Chinese steel company

The Shanghai Delong Steel Group Co., Ltd (德龙钢铁, tuh-lung), known as Delong Steel, is a Chinese steel company based in Hebei province.

One of the world's largest steel producers, Delong was ranked 12th in the world, producing 27.9 million tonnes of steel in 2022. Forbes ranked it as the world's 451st largest company, with annual revenues of over US$33 billion.

== History ==
The company was founded in 1992 as Teamsphere Ltd., becoming Delong in 2000. Evraz acquired a minority share in 2008, which it sold to Best Decade Holdings Ltd. in 2018.

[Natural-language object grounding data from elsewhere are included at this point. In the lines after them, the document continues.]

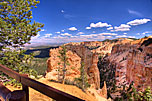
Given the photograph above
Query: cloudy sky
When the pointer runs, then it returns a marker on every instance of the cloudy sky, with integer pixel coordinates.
(91, 20)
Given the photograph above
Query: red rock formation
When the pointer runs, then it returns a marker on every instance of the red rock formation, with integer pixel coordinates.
(86, 52)
(133, 62)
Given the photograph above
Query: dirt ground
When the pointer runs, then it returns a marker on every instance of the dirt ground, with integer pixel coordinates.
(70, 89)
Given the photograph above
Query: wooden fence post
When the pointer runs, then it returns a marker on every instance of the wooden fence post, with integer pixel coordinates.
(26, 89)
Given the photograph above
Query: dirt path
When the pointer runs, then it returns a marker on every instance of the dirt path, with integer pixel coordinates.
(73, 90)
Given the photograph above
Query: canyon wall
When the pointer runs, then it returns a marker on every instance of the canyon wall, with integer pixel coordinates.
(133, 62)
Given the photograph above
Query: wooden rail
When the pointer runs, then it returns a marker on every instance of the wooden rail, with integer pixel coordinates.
(42, 88)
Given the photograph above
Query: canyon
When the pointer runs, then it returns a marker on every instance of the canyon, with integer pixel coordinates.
(131, 60)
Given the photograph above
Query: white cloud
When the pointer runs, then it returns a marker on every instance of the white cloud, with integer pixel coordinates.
(138, 22)
(62, 11)
(99, 24)
(72, 29)
(120, 36)
(122, 27)
(110, 28)
(108, 34)
(58, 32)
(66, 34)
(124, 36)
(35, 37)
(79, 33)
(88, 27)
(47, 35)
(134, 12)
(73, 36)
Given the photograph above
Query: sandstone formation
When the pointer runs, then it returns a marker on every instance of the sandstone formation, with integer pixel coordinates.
(129, 60)
(133, 62)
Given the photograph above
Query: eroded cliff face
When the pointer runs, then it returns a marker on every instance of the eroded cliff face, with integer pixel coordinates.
(133, 62)
(86, 52)
(76, 54)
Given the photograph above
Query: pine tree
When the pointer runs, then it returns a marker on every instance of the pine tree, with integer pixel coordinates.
(16, 29)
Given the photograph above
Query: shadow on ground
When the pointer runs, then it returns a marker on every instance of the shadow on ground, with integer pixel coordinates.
(44, 52)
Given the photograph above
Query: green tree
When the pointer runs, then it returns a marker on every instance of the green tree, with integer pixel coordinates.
(16, 29)
(82, 81)
(64, 59)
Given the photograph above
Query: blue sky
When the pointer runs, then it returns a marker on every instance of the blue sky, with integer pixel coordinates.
(92, 20)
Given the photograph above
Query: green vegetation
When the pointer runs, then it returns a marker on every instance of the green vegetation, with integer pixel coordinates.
(39, 65)
(16, 29)
(64, 59)
(126, 93)
(132, 94)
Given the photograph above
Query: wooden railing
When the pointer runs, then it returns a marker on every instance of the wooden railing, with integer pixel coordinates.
(23, 95)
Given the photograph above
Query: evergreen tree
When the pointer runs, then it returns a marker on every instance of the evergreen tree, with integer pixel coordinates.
(64, 59)
(16, 29)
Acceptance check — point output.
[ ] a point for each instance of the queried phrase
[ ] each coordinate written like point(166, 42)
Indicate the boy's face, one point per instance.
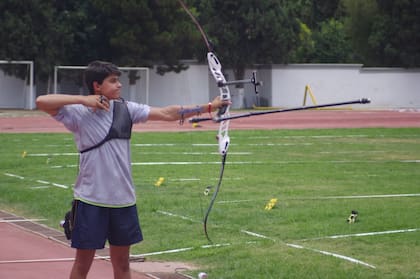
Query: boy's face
point(110, 87)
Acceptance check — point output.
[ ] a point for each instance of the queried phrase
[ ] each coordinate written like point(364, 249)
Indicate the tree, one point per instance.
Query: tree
point(395, 36)
point(249, 32)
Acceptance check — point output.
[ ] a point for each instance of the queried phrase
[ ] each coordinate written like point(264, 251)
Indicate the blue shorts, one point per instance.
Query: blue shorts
point(94, 225)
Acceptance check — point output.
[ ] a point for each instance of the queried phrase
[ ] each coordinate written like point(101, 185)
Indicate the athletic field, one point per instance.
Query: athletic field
point(284, 202)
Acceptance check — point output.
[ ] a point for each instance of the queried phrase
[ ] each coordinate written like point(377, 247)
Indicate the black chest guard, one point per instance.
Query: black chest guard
point(121, 125)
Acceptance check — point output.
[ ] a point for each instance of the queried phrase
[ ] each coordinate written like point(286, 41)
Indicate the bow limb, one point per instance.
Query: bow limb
point(222, 136)
point(213, 198)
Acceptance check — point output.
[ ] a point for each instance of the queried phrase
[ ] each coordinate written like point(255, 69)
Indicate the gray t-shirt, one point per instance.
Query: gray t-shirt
point(105, 172)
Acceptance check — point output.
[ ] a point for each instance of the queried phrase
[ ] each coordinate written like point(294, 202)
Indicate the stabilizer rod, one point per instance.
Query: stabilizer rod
point(254, 113)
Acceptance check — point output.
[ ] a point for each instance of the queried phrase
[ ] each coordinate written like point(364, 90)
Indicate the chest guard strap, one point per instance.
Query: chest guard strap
point(121, 125)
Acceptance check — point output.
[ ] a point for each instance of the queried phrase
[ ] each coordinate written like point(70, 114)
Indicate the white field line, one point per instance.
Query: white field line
point(362, 196)
point(195, 163)
point(20, 220)
point(39, 181)
point(177, 216)
point(249, 163)
point(236, 201)
point(51, 154)
point(346, 258)
point(314, 137)
point(362, 234)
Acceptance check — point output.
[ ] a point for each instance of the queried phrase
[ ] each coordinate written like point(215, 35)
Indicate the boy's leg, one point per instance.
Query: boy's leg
point(120, 261)
point(82, 264)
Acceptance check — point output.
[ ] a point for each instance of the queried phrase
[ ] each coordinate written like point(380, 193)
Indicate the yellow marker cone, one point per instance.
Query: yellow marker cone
point(159, 181)
point(271, 204)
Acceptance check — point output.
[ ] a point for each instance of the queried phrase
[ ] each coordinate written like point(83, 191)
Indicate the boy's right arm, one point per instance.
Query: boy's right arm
point(52, 103)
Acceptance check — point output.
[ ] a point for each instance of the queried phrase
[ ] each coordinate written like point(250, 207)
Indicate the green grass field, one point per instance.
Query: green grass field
point(317, 176)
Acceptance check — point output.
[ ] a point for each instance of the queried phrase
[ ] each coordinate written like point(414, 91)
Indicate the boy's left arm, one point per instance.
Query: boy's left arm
point(176, 112)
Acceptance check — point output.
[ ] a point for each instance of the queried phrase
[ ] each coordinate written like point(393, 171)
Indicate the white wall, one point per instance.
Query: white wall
point(13, 92)
point(284, 86)
point(387, 88)
point(187, 87)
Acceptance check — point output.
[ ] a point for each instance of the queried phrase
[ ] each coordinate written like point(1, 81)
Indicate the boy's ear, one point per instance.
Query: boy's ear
point(96, 86)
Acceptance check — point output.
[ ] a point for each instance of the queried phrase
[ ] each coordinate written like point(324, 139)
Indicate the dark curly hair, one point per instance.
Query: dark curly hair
point(98, 71)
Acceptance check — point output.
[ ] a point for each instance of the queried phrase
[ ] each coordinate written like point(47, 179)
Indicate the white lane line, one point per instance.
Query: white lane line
point(362, 234)
point(343, 257)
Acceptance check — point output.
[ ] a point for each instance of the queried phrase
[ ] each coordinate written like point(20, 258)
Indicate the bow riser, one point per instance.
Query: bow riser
point(216, 70)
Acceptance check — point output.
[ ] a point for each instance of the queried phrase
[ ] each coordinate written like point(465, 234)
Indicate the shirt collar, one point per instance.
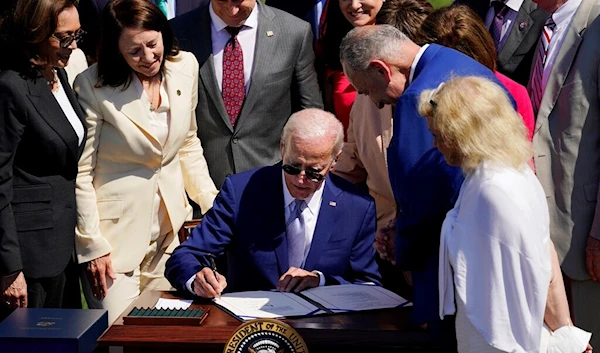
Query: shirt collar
point(219, 24)
point(313, 202)
point(565, 13)
point(514, 5)
point(413, 66)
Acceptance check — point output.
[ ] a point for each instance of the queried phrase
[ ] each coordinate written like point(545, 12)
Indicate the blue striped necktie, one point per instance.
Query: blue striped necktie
point(296, 233)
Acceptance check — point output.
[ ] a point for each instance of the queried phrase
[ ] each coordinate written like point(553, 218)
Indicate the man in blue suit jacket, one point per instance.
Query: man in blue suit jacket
point(382, 62)
point(248, 222)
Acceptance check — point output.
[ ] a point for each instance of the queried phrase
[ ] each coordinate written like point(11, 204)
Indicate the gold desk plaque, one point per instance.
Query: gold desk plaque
point(265, 336)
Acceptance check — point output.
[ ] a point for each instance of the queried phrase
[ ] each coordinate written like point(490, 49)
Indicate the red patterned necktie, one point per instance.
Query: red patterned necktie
point(536, 88)
point(233, 90)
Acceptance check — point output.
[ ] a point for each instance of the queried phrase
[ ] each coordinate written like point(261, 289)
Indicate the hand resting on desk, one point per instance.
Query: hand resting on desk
point(209, 284)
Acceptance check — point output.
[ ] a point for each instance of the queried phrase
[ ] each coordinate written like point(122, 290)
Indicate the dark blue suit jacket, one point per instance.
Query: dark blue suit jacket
point(424, 186)
point(247, 223)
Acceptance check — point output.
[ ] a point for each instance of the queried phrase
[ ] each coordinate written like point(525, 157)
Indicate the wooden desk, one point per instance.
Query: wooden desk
point(380, 331)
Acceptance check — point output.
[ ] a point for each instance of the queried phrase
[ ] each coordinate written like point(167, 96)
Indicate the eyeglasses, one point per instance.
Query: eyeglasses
point(67, 39)
point(311, 174)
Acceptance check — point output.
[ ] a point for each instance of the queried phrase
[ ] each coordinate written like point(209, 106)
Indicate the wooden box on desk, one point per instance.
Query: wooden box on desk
point(52, 330)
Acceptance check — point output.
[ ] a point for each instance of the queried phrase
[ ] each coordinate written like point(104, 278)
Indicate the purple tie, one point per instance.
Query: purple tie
point(500, 10)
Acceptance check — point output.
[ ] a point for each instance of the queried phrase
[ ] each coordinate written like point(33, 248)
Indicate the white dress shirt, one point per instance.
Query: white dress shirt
point(247, 38)
point(509, 19)
point(61, 97)
point(562, 17)
point(494, 259)
point(413, 66)
point(159, 123)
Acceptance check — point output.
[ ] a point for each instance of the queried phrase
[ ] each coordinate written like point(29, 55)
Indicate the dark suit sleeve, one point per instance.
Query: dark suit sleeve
point(363, 267)
point(211, 237)
point(90, 17)
point(11, 129)
point(306, 87)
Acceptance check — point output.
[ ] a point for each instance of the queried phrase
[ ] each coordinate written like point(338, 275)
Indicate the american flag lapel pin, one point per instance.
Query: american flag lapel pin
point(522, 25)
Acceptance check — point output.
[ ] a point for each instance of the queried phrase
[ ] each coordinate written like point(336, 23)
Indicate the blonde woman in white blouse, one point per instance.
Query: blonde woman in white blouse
point(498, 271)
point(141, 156)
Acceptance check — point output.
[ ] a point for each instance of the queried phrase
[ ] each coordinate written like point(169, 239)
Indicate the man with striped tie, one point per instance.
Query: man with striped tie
point(564, 88)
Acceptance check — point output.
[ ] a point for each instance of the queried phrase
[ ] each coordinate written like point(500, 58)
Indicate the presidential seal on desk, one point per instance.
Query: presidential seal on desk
point(265, 336)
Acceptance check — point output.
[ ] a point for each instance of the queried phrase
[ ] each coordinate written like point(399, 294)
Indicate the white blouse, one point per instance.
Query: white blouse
point(61, 97)
point(159, 123)
point(494, 257)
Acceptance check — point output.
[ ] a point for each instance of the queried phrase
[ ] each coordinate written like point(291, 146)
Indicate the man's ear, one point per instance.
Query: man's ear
point(380, 67)
point(337, 157)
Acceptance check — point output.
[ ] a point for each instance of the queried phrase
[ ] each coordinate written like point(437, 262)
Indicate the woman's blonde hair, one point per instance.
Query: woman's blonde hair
point(475, 119)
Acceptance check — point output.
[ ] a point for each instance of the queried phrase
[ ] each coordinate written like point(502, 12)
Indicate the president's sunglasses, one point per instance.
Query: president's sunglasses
point(66, 40)
point(311, 174)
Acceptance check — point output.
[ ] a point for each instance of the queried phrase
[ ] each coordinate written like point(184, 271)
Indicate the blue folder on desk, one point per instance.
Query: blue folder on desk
point(52, 330)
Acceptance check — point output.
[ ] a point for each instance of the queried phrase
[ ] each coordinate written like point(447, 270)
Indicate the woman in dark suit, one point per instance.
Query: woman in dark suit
point(41, 135)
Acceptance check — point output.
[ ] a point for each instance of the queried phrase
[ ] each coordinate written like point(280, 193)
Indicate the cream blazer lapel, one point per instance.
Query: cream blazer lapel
point(181, 91)
point(563, 62)
point(129, 104)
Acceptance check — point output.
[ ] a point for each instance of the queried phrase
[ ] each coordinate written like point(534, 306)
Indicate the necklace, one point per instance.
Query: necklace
point(153, 90)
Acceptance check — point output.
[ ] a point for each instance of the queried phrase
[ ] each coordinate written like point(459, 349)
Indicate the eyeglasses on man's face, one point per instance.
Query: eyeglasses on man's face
point(65, 40)
point(311, 174)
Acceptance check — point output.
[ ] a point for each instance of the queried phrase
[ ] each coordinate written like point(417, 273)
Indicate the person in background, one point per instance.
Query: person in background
point(564, 91)
point(91, 15)
point(382, 62)
point(501, 219)
point(458, 27)
point(364, 156)
point(141, 156)
point(515, 26)
point(41, 139)
point(339, 94)
point(311, 229)
point(248, 91)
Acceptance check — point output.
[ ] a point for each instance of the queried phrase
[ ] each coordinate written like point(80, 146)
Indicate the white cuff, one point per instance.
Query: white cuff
point(188, 284)
point(321, 278)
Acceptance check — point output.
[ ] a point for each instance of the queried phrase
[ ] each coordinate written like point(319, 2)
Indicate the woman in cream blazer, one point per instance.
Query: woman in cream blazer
point(141, 156)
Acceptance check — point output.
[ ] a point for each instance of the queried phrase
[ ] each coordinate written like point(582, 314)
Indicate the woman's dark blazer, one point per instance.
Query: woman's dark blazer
point(39, 151)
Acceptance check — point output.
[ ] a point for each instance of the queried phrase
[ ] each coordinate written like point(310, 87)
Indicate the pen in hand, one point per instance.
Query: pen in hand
point(213, 267)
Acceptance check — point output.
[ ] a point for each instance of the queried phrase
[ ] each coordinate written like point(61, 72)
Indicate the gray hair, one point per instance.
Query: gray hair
point(314, 124)
point(363, 44)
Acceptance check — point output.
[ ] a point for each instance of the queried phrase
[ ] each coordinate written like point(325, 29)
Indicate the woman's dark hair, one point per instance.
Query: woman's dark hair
point(458, 27)
point(26, 25)
point(113, 70)
point(406, 15)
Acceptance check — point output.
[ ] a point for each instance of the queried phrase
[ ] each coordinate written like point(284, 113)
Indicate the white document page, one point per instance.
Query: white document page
point(355, 297)
point(264, 304)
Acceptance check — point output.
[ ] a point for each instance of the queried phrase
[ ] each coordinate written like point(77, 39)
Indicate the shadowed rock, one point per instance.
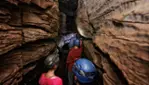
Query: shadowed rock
point(119, 28)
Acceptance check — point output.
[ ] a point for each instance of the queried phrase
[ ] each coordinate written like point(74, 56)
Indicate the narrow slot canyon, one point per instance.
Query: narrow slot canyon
point(115, 35)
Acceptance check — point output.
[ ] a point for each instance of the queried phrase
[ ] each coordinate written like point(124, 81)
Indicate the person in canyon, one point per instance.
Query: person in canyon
point(74, 54)
point(84, 71)
point(51, 64)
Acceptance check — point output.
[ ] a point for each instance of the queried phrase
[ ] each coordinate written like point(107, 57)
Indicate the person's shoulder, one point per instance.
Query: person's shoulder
point(58, 81)
point(58, 78)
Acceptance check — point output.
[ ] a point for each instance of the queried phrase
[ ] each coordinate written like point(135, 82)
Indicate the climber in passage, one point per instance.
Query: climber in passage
point(84, 71)
point(74, 54)
point(51, 64)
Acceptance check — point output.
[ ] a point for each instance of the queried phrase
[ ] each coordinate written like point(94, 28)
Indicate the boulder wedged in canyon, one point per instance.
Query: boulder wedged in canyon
point(27, 28)
point(120, 29)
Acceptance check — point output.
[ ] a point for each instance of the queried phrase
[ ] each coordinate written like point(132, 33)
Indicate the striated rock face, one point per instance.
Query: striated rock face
point(25, 27)
point(120, 29)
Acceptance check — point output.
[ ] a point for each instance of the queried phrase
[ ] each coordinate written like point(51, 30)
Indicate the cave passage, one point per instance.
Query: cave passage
point(67, 25)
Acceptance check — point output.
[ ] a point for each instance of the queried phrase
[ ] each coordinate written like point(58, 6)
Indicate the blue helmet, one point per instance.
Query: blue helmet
point(84, 70)
point(74, 42)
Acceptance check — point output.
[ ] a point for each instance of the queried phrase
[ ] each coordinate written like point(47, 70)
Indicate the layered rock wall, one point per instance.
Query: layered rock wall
point(120, 30)
point(26, 29)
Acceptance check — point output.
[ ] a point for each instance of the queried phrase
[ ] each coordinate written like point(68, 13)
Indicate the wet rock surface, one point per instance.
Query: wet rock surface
point(26, 29)
point(120, 30)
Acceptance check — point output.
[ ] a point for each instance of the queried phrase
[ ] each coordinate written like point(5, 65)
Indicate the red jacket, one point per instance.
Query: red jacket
point(73, 55)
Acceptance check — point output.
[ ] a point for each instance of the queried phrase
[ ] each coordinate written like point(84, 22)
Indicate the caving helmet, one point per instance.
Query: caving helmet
point(74, 42)
point(84, 70)
point(52, 60)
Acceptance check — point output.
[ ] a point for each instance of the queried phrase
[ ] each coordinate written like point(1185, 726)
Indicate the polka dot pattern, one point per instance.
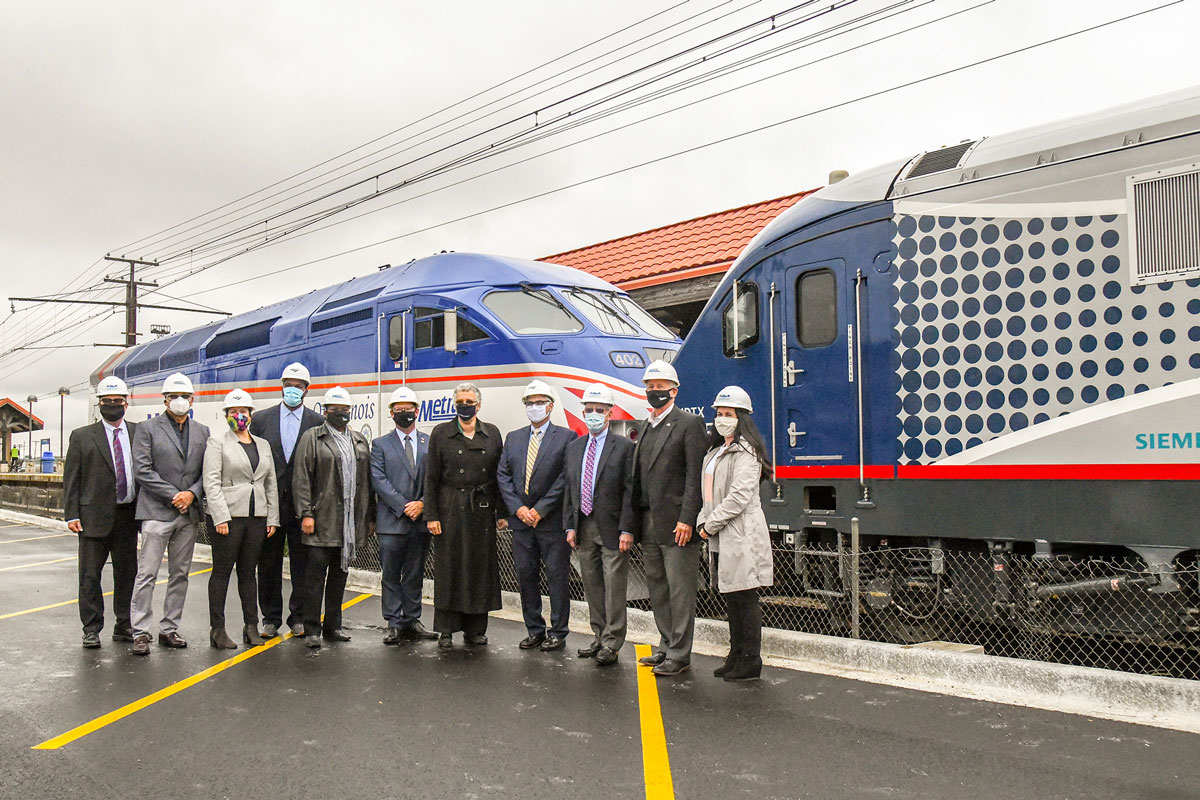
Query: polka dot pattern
point(1009, 323)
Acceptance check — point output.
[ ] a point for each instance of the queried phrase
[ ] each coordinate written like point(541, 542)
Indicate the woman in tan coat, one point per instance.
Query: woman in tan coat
point(732, 522)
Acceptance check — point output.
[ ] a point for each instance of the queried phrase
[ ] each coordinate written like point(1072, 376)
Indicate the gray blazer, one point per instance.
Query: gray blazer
point(229, 482)
point(161, 471)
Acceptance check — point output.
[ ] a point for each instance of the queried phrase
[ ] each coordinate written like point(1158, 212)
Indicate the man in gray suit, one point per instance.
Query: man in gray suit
point(397, 476)
point(168, 465)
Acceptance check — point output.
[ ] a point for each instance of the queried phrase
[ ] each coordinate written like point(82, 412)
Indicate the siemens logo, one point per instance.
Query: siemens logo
point(1167, 440)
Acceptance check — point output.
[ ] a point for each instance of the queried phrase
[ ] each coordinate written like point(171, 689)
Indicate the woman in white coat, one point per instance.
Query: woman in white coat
point(732, 522)
point(244, 506)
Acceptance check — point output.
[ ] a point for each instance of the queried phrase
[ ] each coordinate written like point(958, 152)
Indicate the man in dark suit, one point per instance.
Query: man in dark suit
point(99, 494)
point(532, 483)
point(598, 517)
point(168, 465)
point(397, 476)
point(281, 426)
point(667, 464)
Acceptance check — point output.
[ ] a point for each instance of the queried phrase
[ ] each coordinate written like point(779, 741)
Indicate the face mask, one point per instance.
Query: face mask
point(725, 425)
point(658, 397)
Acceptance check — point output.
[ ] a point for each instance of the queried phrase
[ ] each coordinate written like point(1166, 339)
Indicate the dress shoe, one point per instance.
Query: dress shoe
point(606, 656)
point(414, 631)
point(220, 639)
point(532, 641)
point(173, 639)
point(671, 667)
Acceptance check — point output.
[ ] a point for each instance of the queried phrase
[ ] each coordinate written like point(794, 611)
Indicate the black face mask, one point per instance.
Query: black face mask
point(658, 397)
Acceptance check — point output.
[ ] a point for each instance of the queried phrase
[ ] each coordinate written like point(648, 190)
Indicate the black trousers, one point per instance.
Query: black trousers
point(270, 575)
point(239, 548)
point(325, 579)
point(121, 545)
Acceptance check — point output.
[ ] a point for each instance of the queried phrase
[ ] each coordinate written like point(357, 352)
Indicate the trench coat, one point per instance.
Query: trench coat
point(735, 521)
point(461, 493)
point(317, 487)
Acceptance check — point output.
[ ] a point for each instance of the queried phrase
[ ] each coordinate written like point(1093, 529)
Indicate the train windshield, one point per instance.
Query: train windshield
point(600, 313)
point(532, 312)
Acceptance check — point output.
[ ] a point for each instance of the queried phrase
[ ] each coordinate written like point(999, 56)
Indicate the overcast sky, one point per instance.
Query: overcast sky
point(123, 119)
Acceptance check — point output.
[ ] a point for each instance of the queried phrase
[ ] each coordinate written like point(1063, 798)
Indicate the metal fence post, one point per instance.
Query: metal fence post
point(853, 577)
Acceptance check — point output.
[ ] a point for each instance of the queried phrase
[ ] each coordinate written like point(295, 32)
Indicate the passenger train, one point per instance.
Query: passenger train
point(430, 324)
point(989, 354)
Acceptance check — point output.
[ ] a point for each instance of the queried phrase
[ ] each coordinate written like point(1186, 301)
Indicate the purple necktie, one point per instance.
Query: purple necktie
point(123, 485)
point(589, 468)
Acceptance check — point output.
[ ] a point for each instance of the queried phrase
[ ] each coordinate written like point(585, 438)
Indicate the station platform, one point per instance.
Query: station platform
point(363, 720)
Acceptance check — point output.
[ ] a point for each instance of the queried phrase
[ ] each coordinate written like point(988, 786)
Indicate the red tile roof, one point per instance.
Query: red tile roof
point(684, 250)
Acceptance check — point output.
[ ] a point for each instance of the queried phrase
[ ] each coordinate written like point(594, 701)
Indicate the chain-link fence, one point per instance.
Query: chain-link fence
point(1114, 613)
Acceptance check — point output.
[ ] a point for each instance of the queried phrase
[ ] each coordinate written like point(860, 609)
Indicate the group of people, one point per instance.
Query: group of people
point(291, 476)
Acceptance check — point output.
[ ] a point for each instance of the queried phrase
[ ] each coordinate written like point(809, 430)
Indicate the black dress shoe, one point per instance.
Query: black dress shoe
point(606, 656)
point(532, 641)
point(173, 641)
point(671, 667)
point(414, 631)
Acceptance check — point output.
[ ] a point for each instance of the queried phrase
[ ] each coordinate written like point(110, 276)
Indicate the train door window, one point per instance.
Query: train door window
point(739, 325)
point(816, 308)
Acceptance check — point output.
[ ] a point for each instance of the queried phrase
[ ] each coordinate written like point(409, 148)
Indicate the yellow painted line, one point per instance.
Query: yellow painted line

One of their plants in Xingtai produces 3 million tonnes per annum.

In 2020, the company opened a steel history museum in Xindu, Xingtai. Delong has also opened the Delong Steel Art Park in Laoting County.

Delong produces high-quality carbon structural steel, low-alloy high-strength structural steel, hot-rolled coils, and special steel plates for pipelines. In 2022 it was first listed in the Fortune Global 500 and announced plans for a plant in Zimbabwe.